»Además, el reino de los cielos es semejante a un tesoro escondido en un campo. Cuando alguien encuentra el tesoro, lo esconde de nuevo y, muy feliz, va y vende todo lo que tiene, y compra ese campo.
»También el reino de los cielos es semejante a un comerciante que busca buenas perlas,
y que cuando encuentra una perla preciosa, va y vende todo lo que tiene, y compra la perla.
»Asimismo, el reino de los cielos es semejante a una red que, lanzada al agua, recoge toda clase de peces.
Una vez que se llena, la sacan a la orilla, y los pescadores se sientan a echar el buen pescado en cestas, y desechan el pescado malo.
Así será el fin del mundo: los ángeles saldrán y apartarán de los hombres justos a la gente malvada,
y a esta gente la echarán en el horno de fuego. Allí habrá llanto y rechinar de dientes.»
Jesús les preguntó: «¿Han comprendido todo esto?» Ellos respondieron: «Sí, Señor.»
Él les dijo: «Por eso todo escriba que ha sido instruido en el reino de los cielos es semejante al dueño de una casa, que de su tesoro saca cosas nuevas y cosas viejas.»
Cuando Jesús terminó de exponer estas parábolas, se fue de allí.
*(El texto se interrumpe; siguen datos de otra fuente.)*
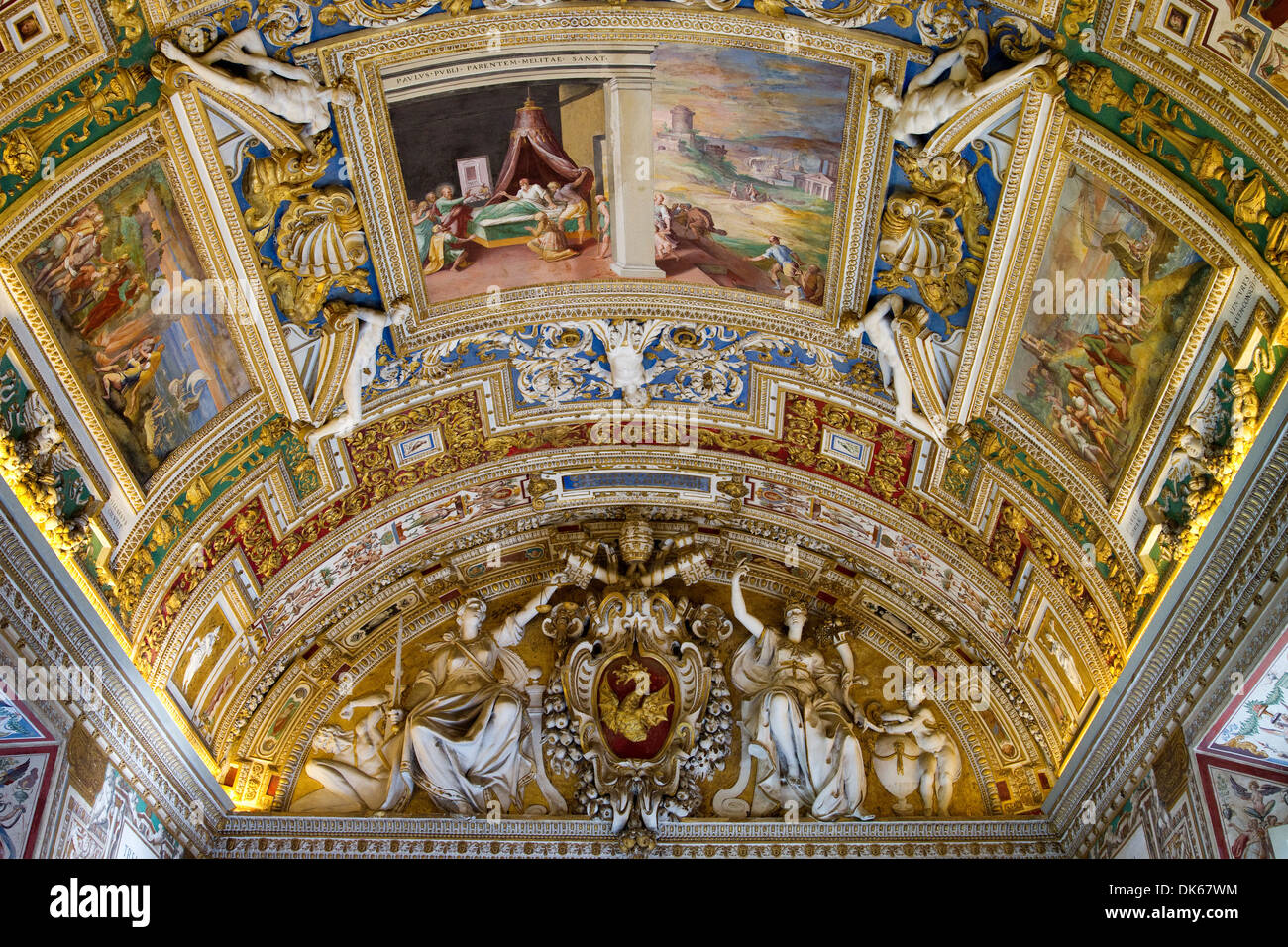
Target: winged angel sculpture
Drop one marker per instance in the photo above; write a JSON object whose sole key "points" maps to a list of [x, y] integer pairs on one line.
{"points": [[557, 364]]}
Al llegar a su tierra, les enseñaba en la sinagoga del lugar. La gente se asombraba y decía: «¿De dónde le viene a este la sabiduría? ¿Cómo es que hace estos milagros?
¿Acaso no es este el hijo del carpintero? ¿No se llama su madre María, y sus hermanos son Jacobo, José, Simón y Judas?
¿No están todas sus hermanas con nosotros? ¿De dónde, pues, le viene todo esto?»
Y les era muy difícil entenderlo. Pero Jesús les dijo: «No hay profeta sin honra, sino en su propia tierra y en su propia familia.»
Y por la incredulidad de ellos no hizo allí muchos milagros.